Korean bank marks fifth attempt to sell off life insurance unit
Korean bank marks fifth attempt to sell off life insurance unit | Insurance Business Asia
Life & Health
Korean bank marks fifth attempt to sell off life insurance unit
The unit is looking to gain approval for a capital reduction plan to reduce financial burden
Life & Health
By
Kenneth Araullo
Korea Development Bank (KDB) is marking a fifth attempt to sell off its life insurance unit, KDB Life Insurance, with several private equity funds submitting letters of intent for the deal.
KDB has attempted to sell the unit back in 2014, 2016, and 2020. In 2020, JC Partners was successfully selected as the preferred negotiating partner, but the deal fell through due to qualification issues for the controlling shareholder.
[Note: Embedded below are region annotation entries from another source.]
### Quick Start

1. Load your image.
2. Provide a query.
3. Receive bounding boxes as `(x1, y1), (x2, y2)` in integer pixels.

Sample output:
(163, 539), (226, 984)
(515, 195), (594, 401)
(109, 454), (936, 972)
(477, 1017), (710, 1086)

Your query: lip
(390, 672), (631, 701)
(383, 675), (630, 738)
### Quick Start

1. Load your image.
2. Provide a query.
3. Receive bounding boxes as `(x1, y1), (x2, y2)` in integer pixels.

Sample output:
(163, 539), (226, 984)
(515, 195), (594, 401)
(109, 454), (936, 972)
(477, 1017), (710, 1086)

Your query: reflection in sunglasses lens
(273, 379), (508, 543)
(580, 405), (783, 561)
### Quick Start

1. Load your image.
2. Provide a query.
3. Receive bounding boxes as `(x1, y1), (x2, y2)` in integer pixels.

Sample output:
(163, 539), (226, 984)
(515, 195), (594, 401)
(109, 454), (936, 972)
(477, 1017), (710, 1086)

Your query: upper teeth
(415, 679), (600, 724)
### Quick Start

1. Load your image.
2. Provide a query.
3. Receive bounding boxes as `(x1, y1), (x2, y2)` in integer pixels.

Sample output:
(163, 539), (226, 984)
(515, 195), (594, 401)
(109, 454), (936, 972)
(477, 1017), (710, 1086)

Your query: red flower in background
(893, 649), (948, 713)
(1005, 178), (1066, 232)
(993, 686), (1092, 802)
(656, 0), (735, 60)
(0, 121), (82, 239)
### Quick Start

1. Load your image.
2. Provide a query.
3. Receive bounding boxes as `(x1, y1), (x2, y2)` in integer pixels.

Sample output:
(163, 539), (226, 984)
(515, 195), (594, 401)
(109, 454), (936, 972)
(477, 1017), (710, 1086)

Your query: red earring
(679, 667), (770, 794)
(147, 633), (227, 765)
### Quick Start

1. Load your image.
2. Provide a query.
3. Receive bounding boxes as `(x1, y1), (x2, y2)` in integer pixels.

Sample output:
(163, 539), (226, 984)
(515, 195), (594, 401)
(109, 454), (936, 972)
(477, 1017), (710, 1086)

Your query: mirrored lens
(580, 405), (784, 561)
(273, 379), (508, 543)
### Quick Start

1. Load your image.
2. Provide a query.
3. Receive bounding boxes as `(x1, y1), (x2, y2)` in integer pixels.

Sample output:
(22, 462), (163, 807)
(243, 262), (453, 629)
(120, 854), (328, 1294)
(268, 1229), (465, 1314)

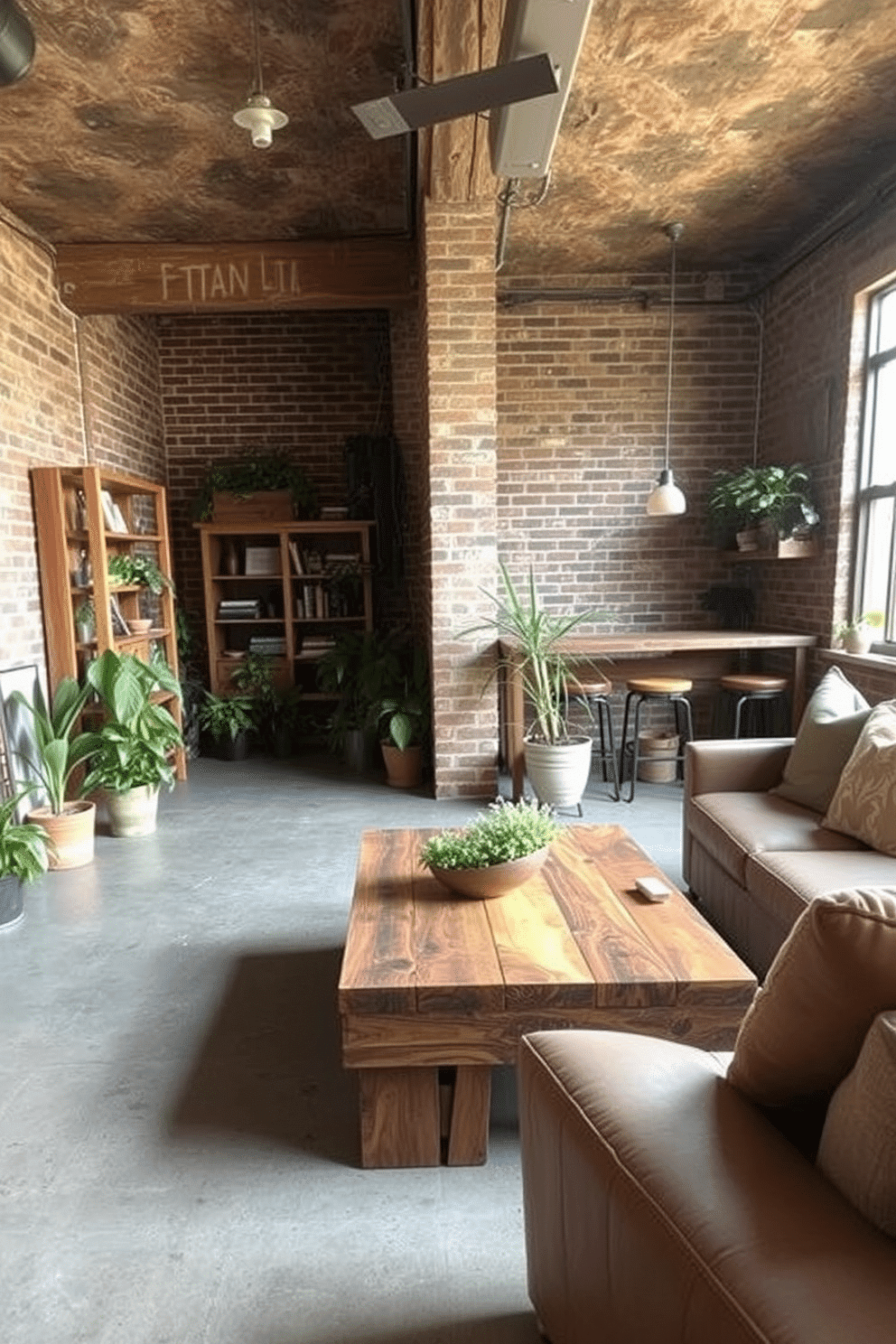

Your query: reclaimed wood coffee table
(339, 826), (756, 1167)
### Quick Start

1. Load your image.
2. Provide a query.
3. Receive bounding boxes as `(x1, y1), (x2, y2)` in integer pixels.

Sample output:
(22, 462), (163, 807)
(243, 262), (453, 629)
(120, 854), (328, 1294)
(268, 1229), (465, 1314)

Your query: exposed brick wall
(421, 201), (497, 797)
(497, 275), (758, 727)
(0, 222), (163, 682)
(158, 311), (392, 626)
(761, 209), (896, 700)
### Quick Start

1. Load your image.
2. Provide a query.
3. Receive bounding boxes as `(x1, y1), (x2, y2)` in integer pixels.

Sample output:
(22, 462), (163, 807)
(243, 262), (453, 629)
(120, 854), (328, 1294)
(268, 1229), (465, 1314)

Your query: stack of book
(297, 634), (336, 663)
(218, 597), (262, 621)
(248, 634), (286, 658)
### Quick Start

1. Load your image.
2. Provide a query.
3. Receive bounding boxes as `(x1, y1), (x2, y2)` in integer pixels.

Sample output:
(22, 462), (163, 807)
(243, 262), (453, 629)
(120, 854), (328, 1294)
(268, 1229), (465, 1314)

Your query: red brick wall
(158, 311), (392, 629)
(421, 201), (497, 797)
(0, 222), (163, 667)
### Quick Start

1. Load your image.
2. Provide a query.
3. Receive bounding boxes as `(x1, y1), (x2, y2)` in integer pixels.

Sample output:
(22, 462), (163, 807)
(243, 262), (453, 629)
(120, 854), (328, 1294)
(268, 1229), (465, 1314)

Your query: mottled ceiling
(0, 0), (896, 275)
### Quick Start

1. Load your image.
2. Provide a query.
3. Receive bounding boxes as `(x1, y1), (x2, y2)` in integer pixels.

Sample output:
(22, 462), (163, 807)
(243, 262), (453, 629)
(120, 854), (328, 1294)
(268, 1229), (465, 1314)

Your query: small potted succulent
(421, 798), (560, 899)
(835, 611), (884, 653)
With the life insurance industry in the country becoming less attractive due to an aging population, KDB is now trying for a fifth time to sell the unit. To make the sale more viable for potential bidders, a report from Pulse News Korea found that the bank is taking steps to reduce the financial burden by reducing the capital of KDB Life Insurance.
Industry sources close to the matter said that Samil PwC, the current lead adviser for the sale, has receive to letters of intent from at least two new private equity funds. The sale will involve 92.7% of the total stake in KDB Life Insurance, with market observers estimating the price at around US$150 million.
The lead adviser will continue to receive letters of intent until the main bidding, which is scheduled from sometime in early to mid-June. On June 8, a shareholders’ meeting is also scheduled to gain approval for a capital reduction plan.